The whole flattening evolution seems as much tied to time as everything else. As Taylor notes it’s not just time that becomes purely horizontal. We no longer think of time primarily in terms of major events as they relate logically typically. Just in terms of their points on a time scale. However this is also true of space. From a contemporary Mormon perspective the relationship between the New Jerusalem, classic Jerusalem, eschatological Jerusalem, and Zion as the gathering place of the Saints is a great example of the shift Taylor speaks of. Our contemporary mind want’s to treat these as separate with only a distant secondary metaphoric or similarity function between them all. The pre-modern mind sees them as inherently closer.
Taylor’s constant emphasis on naive thinking gets at this. (For those who haven’t read it – he means naive in terms of how we instinctively think about topics and the categories we use without thinking) Our modern mind thinks of time and space as containers with the ordered place of the containers that of a number line. Think how we do time management, to borrow an example of Taylor’s. For a great “in between” shift I always think back to William Blake who ties London and the New Jerusalem together poetically. I think Blake is kind of a throwback to that pre-modern way of thinking.
And of course our modern way of thinking makes reading the Book of Mormon and New Testament more difficult because of how we order events. N. T. Wright makes this point about Paul. For Paul and most early Christians and Jews the events of the Old Testament aren’t merely history in the modern sense nor even metaphors but archetypes that are being repeated (especially against Roman occupation) I think when we read how Nephi uses Isaiah both to describe his narrative but also future narratives the same thing is going on. The Exodus pattern isn’t just a type setting or metaphor for Nephi but something much deeper in terms of how reality itself is ordered for him.
From a Mormon perspective what makes this all more difficult is noting how a lot of the rise of modernism (and this change in ordering) was necessary for the restoration.
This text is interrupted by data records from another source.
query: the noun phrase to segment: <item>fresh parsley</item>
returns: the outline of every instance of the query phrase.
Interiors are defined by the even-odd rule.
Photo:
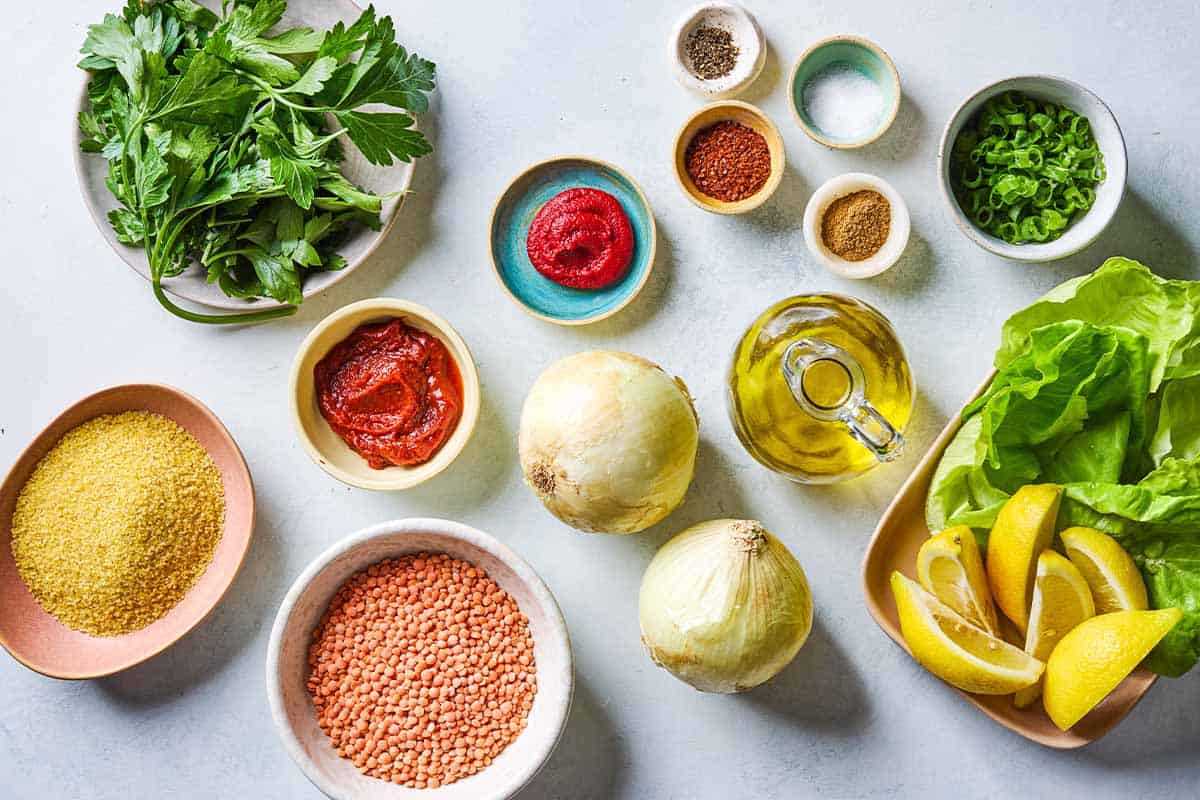
[[[379,196],[338,170],[344,136],[373,164],[432,148],[413,114],[434,65],[368,7],[352,25],[276,31],[286,0],[130,0],[88,28],[82,149],[108,161],[118,239],[146,251],[154,294],[196,323],[295,313],[310,272],[338,270],[354,225],[379,228]],[[390,107],[382,110],[379,107]],[[175,305],[162,282],[198,265],[233,297],[282,308],[234,315]]]

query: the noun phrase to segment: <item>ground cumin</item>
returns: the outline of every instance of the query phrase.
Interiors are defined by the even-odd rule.
[[[125,411],[73,428],[38,462],[13,510],[12,554],[60,622],[120,636],[182,600],[223,528],[221,473],[196,437]]]
[[[821,241],[847,261],[880,252],[892,229],[892,204],[874,190],[862,190],[829,204],[821,218]]]
[[[684,154],[692,184],[708,197],[736,203],[754,196],[770,176],[770,149],[762,134],[725,120],[703,128]]]

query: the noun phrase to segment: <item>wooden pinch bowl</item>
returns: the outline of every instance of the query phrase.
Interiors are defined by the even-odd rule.
[[[971,401],[983,393],[994,377],[995,372],[972,395]],[[883,632],[906,651],[908,646],[900,633],[900,619],[892,595],[890,576],[894,570],[910,578],[917,575],[917,551],[930,536],[929,527],[925,524],[925,495],[929,493],[929,485],[942,453],[959,431],[960,419],[961,414],[956,414],[950,420],[901,487],[880,519],[871,543],[866,548],[866,557],[863,559],[863,594],[866,599],[866,609]],[[1152,672],[1139,667],[1069,730],[1055,727],[1040,703],[1027,709],[1018,709],[1013,705],[1010,694],[989,697],[954,691],[1013,733],[1046,747],[1069,750],[1091,744],[1111,730],[1133,710],[1157,679]]]
[[[221,473],[226,517],[208,570],[178,606],[140,631],[94,637],[47,613],[17,571],[12,515],[38,462],[72,428],[104,414],[151,411],[174,420],[200,443]],[[13,658],[50,678],[102,678],[150,658],[200,624],[233,584],[254,530],[254,487],[238,444],[194,397],[161,384],[103,389],[62,411],[37,434],[0,483],[0,644]]]
[[[697,133],[718,122],[737,122],[757,132],[766,142],[770,151],[770,174],[767,182],[748,198],[726,201],[709,197],[696,187],[691,175],[688,174],[688,145]],[[734,215],[754,211],[760,205],[770,199],[770,196],[779,188],[779,182],[784,179],[784,137],[779,134],[779,128],[770,121],[760,108],[739,100],[725,100],[704,106],[698,112],[688,118],[688,121],[679,128],[674,143],[674,173],[676,182],[695,205],[713,213]]]

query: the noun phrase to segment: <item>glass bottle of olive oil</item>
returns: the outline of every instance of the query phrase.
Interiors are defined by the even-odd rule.
[[[733,351],[727,403],[743,446],[802,483],[856,477],[904,447],[908,361],[887,318],[834,294],[782,300]]]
It’s not hard to find statements by early and contemporary GAs along those lines. As I read Taylor’s moves, I can’t help wonder if the Mormon stance is perhaps a tad more complex than what his more Catholic stance ends up being. I’m probably also saying that from a scientific perspective where the changes in ordering allowed science to be science. Which I think is an unambiguous good.
Just to add, since I didn’t mention the moral order that is of course Taylor’s focus. (And I fully agree the tensions you see in Mormon thought on things like women’s roles)
The bias in Mormon thought (and this flows through both the Brigham Young styled line of theology and the more Orson Pratt styled line) is of God as an engineer. That is God and even ethics really is conceived much more in modern terms. That’s true even if one could strongly argue much that Joseph restored, such as the endowment, goes back to a different conception of ordering. When we think morals, we think in terms of what it does.
Rachael — Just wondering if you are planning on continuing this series. I’m sure it’s awfully time-consuming, but I for one have found it to be literally one of the most interesting pieces of religious blogging I have seen in a long time. Just a small note of encouragement there. And from an entirely selfish perspective, I’m now finally caught up to where you left off here in the book and would love to hear your thoughts on the rest. Thanks!
Thanks for the encouragement, zjg – just the push I needed. I’ve been sitting on this last post for two months now, partly because of hectic research travel and partly because this post raised some complicated questions for me that needed some more mulling over, but it’s up now. I look forward to your insights!